A veces los analistas políticos insisten en que el problema es que los candidatos no han presentado medidas concretas de cambio; programas detallados. Creo que exageran. Si juntáramos todo ese mar de promesas que ha salido estos meses de campaña de la boca de los candidatos y las colocásemos todas en una cesta, a la vista de los brasileños, veríamos que hay material más que suficiente para llevar a cabo ese cambio que el país está esperando. Me atrevería a decir que no ha habido nada de lo que se pidió en las calles el mes de las protestas que no figure en las promesas electorales. Todos han prometido todo y más: desde transportes mejores y gratuitos, a la creación de nuevos hospitales y formación de nuevos médicos; desde escuelas a tiempo integral a cientos de reformas políticas.
¿Por qué entonces esa falta de esperanza, ese escepticismo que se advierte en la gente estos días? ¿Quizás porque en realidad no creen en esas promesas, que se repiten como un mantra en todas las elecciones y que acaban siempre la mayoría de ellas en el olvido?
Los políticos lo saben, y como lo saben y hasta ahora ha funcionado siguen repitiendo la obra teatral cada cuatro años.
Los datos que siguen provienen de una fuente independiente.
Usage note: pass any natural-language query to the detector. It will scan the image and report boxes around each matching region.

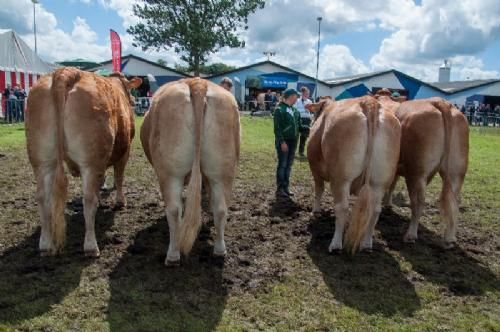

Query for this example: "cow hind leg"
[403,177,426,243]
[360,188,384,251]
[328,183,351,252]
[82,170,102,257]
[440,174,463,249]
[160,176,184,266]
[313,177,325,214]
[36,166,55,256]
[383,175,399,208]
[114,151,129,209]
[210,181,231,256]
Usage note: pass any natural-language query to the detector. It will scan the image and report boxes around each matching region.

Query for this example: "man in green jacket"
[274,89,300,197]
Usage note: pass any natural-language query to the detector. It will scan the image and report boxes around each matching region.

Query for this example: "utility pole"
[31,0,39,54]
[314,16,323,101]
[262,51,276,61]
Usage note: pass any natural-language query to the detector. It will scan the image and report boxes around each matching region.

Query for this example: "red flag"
[109,29,122,72]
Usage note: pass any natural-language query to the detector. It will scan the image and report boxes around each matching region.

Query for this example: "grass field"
[0,117,500,331]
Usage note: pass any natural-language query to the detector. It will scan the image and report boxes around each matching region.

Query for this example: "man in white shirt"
[295,86,312,157]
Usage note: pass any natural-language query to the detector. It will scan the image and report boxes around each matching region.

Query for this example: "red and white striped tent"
[0,30,53,92]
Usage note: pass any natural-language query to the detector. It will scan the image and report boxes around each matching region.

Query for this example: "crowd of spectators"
[1,84,27,123]
[455,104,500,126]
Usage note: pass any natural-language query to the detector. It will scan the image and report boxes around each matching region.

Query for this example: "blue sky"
[0,0,500,81]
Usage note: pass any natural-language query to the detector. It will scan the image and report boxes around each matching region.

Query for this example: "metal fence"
[464,111,500,127]
[1,99,26,123]
[134,97,151,115]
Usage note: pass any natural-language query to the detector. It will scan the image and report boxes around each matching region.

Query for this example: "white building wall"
[415,85,446,99]
[446,82,500,105]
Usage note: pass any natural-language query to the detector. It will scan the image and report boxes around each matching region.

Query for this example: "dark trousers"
[276,140,297,189]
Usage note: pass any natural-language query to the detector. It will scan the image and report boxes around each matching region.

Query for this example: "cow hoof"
[113,202,126,211]
[403,234,417,244]
[328,244,342,254]
[40,249,56,257]
[214,249,227,257]
[85,249,101,258]
[312,210,321,217]
[443,242,457,250]
[165,258,181,267]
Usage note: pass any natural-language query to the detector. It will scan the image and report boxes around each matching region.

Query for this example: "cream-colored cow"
[26,68,142,256]
[141,78,240,265]
[375,91,469,248]
[307,96,401,252]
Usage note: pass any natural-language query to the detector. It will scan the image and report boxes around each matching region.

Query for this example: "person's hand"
[281,142,288,153]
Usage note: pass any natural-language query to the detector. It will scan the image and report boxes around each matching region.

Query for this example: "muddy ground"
[0,120,500,331]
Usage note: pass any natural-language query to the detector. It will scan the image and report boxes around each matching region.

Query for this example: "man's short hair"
[220,77,233,87]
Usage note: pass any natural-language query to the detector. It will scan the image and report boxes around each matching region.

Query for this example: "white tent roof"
[0,30,52,74]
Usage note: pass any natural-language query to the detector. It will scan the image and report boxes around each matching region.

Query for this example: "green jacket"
[274,102,300,143]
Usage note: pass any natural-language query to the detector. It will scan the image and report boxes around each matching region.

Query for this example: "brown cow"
[141,78,240,266]
[377,92,469,248]
[307,96,401,252]
[26,68,141,257]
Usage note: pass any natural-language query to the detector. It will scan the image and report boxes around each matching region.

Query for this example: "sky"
[0,0,500,82]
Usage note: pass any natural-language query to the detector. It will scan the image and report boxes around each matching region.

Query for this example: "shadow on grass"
[307,214,421,317]
[108,218,227,331]
[0,199,114,324]
[378,210,500,296]
[269,197,304,218]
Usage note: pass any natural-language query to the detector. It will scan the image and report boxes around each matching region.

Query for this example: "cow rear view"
[307,96,401,252]
[26,68,141,256]
[141,78,240,265]
[381,98,469,248]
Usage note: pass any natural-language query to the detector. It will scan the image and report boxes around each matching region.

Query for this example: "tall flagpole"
[31,0,38,54]
[314,16,323,99]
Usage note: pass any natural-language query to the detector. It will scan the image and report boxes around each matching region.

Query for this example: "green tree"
[127,0,265,76]
[202,62,236,75]
[156,59,167,67]
[175,62,236,75]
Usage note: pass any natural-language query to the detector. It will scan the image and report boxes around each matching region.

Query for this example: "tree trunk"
[193,54,200,77]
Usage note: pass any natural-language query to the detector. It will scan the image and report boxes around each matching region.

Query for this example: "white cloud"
[370,0,500,81]
[97,0,139,29]
[0,0,111,61]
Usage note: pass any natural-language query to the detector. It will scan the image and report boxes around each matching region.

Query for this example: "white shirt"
[295,97,312,119]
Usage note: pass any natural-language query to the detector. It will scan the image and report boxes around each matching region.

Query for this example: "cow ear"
[127,77,142,89]
[391,96,408,103]
[306,99,326,113]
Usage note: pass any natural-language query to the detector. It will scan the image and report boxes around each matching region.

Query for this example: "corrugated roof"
[431,79,500,93]
[325,70,392,85]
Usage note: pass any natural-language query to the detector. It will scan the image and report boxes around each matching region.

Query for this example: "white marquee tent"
[0,30,53,92]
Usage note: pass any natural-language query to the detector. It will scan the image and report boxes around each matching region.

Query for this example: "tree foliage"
[175,62,236,75]
[156,59,167,67]
[127,0,265,75]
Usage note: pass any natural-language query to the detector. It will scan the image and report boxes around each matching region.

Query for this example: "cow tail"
[177,79,207,255]
[431,98,459,236]
[50,68,80,253]
[345,97,380,254]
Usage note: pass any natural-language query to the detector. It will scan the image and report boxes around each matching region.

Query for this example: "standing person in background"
[273,89,300,197]
[295,86,312,157]
[2,84,10,118]
[264,90,273,111]
[14,85,26,121]
[219,77,233,92]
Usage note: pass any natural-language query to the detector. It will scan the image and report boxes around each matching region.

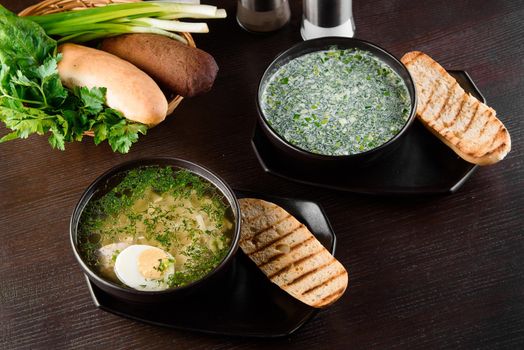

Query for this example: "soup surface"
[260,48,411,155]
[78,166,233,290]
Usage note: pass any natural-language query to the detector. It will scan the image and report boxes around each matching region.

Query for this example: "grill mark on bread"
[433,81,458,123]
[245,214,291,240]
[267,248,324,280]
[401,51,511,165]
[239,198,348,307]
[248,224,305,256]
[284,258,336,286]
[258,236,315,269]
[404,51,422,65]
[459,101,480,135]
[317,287,346,304]
[417,80,437,114]
[302,271,346,295]
[447,95,468,126]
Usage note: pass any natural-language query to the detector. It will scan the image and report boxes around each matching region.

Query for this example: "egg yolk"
[138,249,169,279]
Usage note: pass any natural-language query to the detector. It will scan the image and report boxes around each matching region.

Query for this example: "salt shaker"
[237,0,291,32]
[300,0,355,40]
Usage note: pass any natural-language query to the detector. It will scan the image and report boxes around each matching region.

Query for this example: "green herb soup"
[78,166,234,288]
[260,48,411,156]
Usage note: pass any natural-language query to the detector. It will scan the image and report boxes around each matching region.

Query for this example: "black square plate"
[252,71,486,195]
[88,191,336,337]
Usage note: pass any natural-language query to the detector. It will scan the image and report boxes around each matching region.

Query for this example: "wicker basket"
[18,0,196,115]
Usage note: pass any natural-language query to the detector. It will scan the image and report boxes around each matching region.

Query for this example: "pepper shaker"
[300,0,355,40]
[237,0,291,33]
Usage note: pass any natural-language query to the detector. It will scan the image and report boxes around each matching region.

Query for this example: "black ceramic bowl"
[257,37,417,170]
[70,158,240,302]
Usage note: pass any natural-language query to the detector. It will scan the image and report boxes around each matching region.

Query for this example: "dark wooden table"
[0,0,524,349]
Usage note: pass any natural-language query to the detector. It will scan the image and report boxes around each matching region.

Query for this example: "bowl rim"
[256,36,417,161]
[69,157,241,296]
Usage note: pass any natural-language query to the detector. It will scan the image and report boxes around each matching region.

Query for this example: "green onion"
[29,1,226,43]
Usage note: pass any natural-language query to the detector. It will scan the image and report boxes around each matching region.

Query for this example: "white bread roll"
[58,44,167,126]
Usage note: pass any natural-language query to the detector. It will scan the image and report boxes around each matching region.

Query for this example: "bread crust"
[239,198,348,308]
[401,51,511,165]
[58,43,167,126]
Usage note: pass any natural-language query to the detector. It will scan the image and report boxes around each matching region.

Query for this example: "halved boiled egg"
[114,244,175,291]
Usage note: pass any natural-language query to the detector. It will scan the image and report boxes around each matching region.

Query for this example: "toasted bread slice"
[239,198,348,308]
[401,51,511,165]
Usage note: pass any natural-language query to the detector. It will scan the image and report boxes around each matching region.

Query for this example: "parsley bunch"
[0,6,147,153]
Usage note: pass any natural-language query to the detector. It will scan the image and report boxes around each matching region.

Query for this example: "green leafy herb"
[0,5,147,153]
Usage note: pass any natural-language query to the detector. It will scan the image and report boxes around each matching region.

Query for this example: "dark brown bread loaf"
[100,34,218,97]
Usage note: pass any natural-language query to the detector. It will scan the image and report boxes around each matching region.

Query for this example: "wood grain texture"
[0,0,524,349]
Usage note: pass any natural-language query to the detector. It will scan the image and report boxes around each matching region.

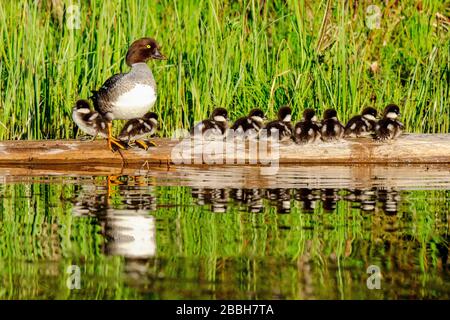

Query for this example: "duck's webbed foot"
[107,122,129,152]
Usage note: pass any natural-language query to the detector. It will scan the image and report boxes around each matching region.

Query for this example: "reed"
[0,0,450,139]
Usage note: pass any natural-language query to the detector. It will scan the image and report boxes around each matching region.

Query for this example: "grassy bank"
[0,0,450,139]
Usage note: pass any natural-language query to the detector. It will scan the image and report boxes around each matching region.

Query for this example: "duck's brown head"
[126,38,166,67]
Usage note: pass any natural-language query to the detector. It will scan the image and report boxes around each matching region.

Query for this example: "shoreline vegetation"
[0,0,450,140]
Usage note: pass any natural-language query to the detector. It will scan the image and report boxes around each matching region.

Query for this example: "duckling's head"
[323,109,337,120]
[126,38,166,67]
[361,107,378,121]
[211,108,228,122]
[248,108,266,122]
[303,108,317,121]
[73,99,91,113]
[384,103,400,119]
[278,106,292,122]
[142,112,159,129]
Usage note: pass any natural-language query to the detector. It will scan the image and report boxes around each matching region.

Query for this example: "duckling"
[294,109,321,144]
[118,112,158,150]
[266,106,292,141]
[320,109,344,142]
[344,107,377,137]
[72,99,108,140]
[231,109,266,136]
[374,104,404,141]
[191,108,228,136]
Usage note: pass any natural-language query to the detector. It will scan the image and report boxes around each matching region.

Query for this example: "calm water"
[0,167,450,299]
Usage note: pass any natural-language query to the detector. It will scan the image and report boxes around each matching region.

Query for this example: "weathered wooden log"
[0,134,450,166]
[0,163,450,190]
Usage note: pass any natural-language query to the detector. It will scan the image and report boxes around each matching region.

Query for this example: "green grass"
[0,0,450,139]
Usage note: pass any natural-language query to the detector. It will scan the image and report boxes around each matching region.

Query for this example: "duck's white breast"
[112,84,156,120]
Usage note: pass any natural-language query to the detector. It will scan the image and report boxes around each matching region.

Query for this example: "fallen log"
[0,134,450,166]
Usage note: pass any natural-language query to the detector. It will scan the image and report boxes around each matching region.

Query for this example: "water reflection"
[73,182,156,259]
[0,172,450,299]
[188,188,401,215]
[73,179,408,259]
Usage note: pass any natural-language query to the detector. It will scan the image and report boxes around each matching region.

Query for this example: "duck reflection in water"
[230,189,264,213]
[191,188,400,215]
[322,188,341,212]
[266,188,291,213]
[294,188,320,213]
[191,188,228,213]
[73,180,156,259]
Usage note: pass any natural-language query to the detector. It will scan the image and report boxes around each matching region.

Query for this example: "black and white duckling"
[191,108,228,137]
[91,38,165,150]
[344,107,377,137]
[320,109,344,142]
[230,109,266,136]
[72,99,108,139]
[118,112,158,150]
[294,108,321,144]
[374,104,404,141]
[265,106,292,141]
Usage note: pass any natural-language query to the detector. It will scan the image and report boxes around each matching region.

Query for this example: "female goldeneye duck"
[265,106,292,141]
[320,109,344,142]
[231,109,266,136]
[344,107,377,137]
[375,104,404,141]
[191,108,228,136]
[72,99,110,140]
[118,112,158,150]
[294,109,321,144]
[91,38,165,150]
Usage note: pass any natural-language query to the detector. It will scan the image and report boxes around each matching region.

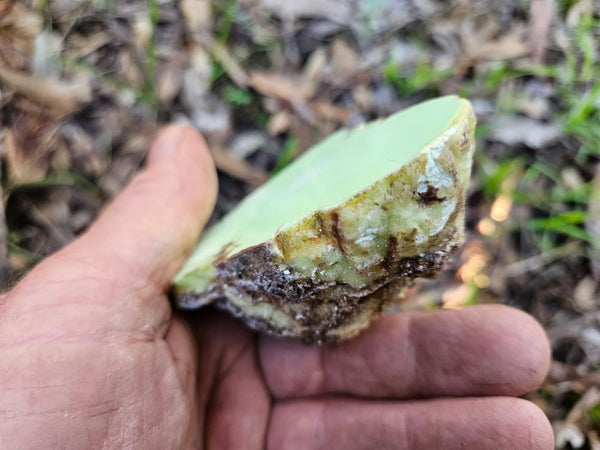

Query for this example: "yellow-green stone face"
[175,96,475,341]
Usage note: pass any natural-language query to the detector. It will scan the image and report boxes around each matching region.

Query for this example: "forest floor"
[0,0,600,450]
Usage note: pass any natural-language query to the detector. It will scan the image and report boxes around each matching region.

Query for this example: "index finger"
[259,305,550,398]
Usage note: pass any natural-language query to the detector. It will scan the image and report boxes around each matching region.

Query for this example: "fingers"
[259,305,550,398]
[13,126,217,297]
[267,397,554,450]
Esta vez, sin embargo, por lo que se escucha -sobre todo entre los más jóvenes que serán los votantes del mañana- las cosas podrían ser diferentes en un futuro inmediato.
Las manifestaciones de 2013, a pesar de haber sido instrumentalizadas por los que provocaron o permitieron que las aguase la violencia, siguen ahí. Humilladas, pero no muertas. Quizás esta vez, a la espera de ver si estas elecciones (y los que acaben ganándolas) las van a tener de verdad en cuenta o si nutren la esperanza de que sus cenizas se han apagado.
Los políticos, los responsables de los destinos de este país-continente, rico y con voluntad de seguir mejorando, podrían dedicar estos días unos minutos a examinar lo que está ocurriendo con las protestas en calles y plazas de Hong-Kong, a las puertas de la gran China, exigiendo mayores libertades democráticas. Si las autoridades chinas creyeron que las manifestaciones de Tienanmen que hace 25 años sacudieron al mundo habían muerto para siempre, se han equivocado. La protesta ha vuelto y como siempre, está protagonizada por los jóvenes que son los herederos del futuro.
Se equivocan siempre aquellos que apuestan contra la esperanza, porque es como el amor, el único motor capaz no solo de hacer crecer a un país sino sobre todo de hacerlo más feliz.
Alguien escribió que el mundo “será no de quien más lo ame, sino de quien mejor se lo demuestre”.
Y el amor se demuestra más con una centella de esperanza que con un bufido de miedo.